Startled, Blair opened his eyes, blinking away the last of the water showering down on his head. "Oh, sorry. I'm done." He caught the towel Jim tossed him and started to dry off before stepping out of the small enclosure. "You know, Jim, Eli will put your name on the paper when he publishes these new drawings."

Jim grinned, cocking his head to one side as he considered that. "Yeah? So I suppose this will bring me as much fame and wealth as it has you?"

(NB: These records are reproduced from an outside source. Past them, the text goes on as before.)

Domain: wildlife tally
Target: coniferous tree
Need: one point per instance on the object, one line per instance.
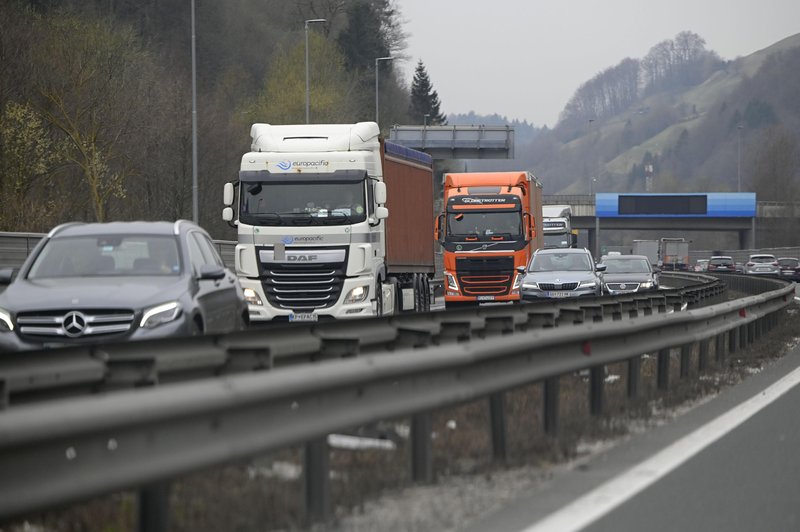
(424, 100)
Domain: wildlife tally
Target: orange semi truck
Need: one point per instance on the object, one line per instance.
(490, 226)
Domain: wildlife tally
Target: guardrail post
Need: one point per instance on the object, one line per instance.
(551, 394)
(663, 369)
(719, 345)
(317, 480)
(421, 452)
(597, 376)
(733, 340)
(497, 413)
(154, 507)
(634, 376)
(702, 355)
(686, 359)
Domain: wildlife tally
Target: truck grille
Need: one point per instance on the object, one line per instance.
(67, 324)
(303, 287)
(485, 276)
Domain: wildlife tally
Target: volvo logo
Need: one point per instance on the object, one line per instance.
(74, 324)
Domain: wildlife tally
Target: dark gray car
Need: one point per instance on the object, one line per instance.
(117, 281)
(560, 273)
(629, 273)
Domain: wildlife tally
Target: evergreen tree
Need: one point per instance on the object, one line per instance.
(424, 100)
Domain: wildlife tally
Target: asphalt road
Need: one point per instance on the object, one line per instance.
(732, 463)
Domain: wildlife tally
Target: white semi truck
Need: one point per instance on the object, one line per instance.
(332, 222)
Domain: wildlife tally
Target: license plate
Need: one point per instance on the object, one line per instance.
(303, 316)
(558, 294)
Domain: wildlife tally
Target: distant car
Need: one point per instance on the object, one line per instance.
(721, 264)
(629, 273)
(762, 264)
(560, 273)
(790, 268)
(102, 282)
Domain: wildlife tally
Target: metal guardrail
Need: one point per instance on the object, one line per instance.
(58, 451)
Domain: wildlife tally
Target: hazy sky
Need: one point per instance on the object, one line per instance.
(525, 58)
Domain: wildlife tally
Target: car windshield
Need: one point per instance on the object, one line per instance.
(627, 266)
(107, 255)
(552, 262)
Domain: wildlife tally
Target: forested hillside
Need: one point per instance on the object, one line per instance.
(95, 97)
(702, 123)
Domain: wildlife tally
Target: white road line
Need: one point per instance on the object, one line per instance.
(597, 503)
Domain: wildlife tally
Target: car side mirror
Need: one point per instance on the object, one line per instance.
(6, 276)
(212, 272)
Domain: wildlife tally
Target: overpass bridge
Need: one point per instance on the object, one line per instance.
(726, 212)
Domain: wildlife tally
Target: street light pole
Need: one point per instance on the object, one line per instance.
(739, 163)
(195, 208)
(308, 90)
(377, 60)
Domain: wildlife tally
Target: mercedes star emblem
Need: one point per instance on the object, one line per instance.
(74, 324)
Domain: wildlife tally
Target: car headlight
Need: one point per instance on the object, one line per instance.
(155, 316)
(357, 294)
(6, 323)
(451, 281)
(251, 296)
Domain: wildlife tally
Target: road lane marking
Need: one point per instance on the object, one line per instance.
(597, 503)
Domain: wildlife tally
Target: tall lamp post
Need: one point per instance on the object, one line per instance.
(739, 162)
(308, 90)
(377, 61)
(195, 208)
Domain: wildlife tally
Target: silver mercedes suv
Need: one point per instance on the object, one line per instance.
(559, 273)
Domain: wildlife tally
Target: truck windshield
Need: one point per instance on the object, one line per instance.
(477, 223)
(302, 203)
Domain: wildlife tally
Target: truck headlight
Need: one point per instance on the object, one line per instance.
(357, 294)
(451, 281)
(6, 323)
(155, 316)
(251, 296)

Blair wrapped the towel around his waist and stepped out of the shower. "Hey, it may not exactly be coffee table reading, but among specific circles, these things do mean something." He followed Jim back to their tent to get dressed.

"I know, Chief. Eli showed me some of your publications the other night."

"He did?" Quickly, Blair tried to recall everything he'd ever published, trying to judge what Jim's reaction might be to each. They weren't things he would ever expect anyone outside his academic circle to ever encounter. "So, what did you think?" He pulled on a pair of jeans.

"I was impressed." Jim shrugged matter-of-factly. "I can't say I understood much of it, but I was impressed."

"Really?" He had to be just saying that. But Jim never just said things he didn't mean.

"Yeah. I was."

Blair pulled a T-shirt over his head, then looked at Jim. "Thanks, Jim. That means a lot."

The look he got in return was one of puzzlement, then acceptance. "You're welcome." Jim tossed over a new flashlight. "Now, let's get back to those caves, huh?"

Nodding, Blair clipped the light to his belt and headed out of the tent.

"Just do me a favor, Chief." Jim stopped him with a hand on his shoulder. "If we stay till dark, don't let me stand there with my mouth hanging open for an hour, okay? It could get a little embarrassing."

"Sure, Jim." Blair laughed and patted Jim's arm as he started through the tent flap. "Maybe just a half hour, though. What do you think?"


It was tempting, even just to witness such a complete and total zoneout for so long. But Blair kept Jim's attention throughout the experience. The group spent one entire day documenting the new drawings and comparing them to the ones found in the other caves while Jim and Blair scouted around more thoroughly for more. They found three submerged groups in a second cave, and helped sketch them out when lights became few. That night, Dr. Stoddard and Craig remained in the caves, discussing the likelihood of more drawings, while Kathryn and the rest of the group that had joined them stayed above, not wanting to be that close to the bats.

Blair kept Jim talking this time, preventing any complete loss of awareness around him. The next day the party returned with more lights, notebooks and enthusiasm than the day before. Jim seemed to enjoy watching them all work, but Blair suspected he was just being tolerant of something he simply didn't share the excitement about. Every now and again, Blair found himself babbling on about this or that figure they had found, and what it meant. Each time he caught himself, he found Jim simply listening and nodding, as if he actually cared.

Knowing Jim Ellison the way he did, Blair knew that wasn't faked. Neither was his intense enjoyment of the effect two million bats' sonar had on him. By the time they said their goodbyes, Jim had developed a reputation among the group for having a strange affection for bats. A fact Blair had been sworn, at least five times during their flight home alone, to keep to himself. The sixth came when they were sitting on the couch, too exhausted from their flight to go to bed.

"Jim, I told you, no one's even going to understand." Blair laughed, then finished his beer and pressed his head into the back of the couch, wondering if he should just sleep right there tonight.

Beside him, with both feet propped on the coffee table, Jim sighed. "You know, we're going to be eating macaroni and cheese for about a month. That flight took a big bite out of my savings."

Blair nodded with his head still pressed into the cushion. "I've spent a lot of years eating macaroni and cheese, Jim. It's not all that bad." He glanced over at his friend. "Besides, it was worth it."

Jim finished his beer with one long drink, then stared at the empty bottle for a moment. "Yeah." He turned to meet Blair's gaze. "It was."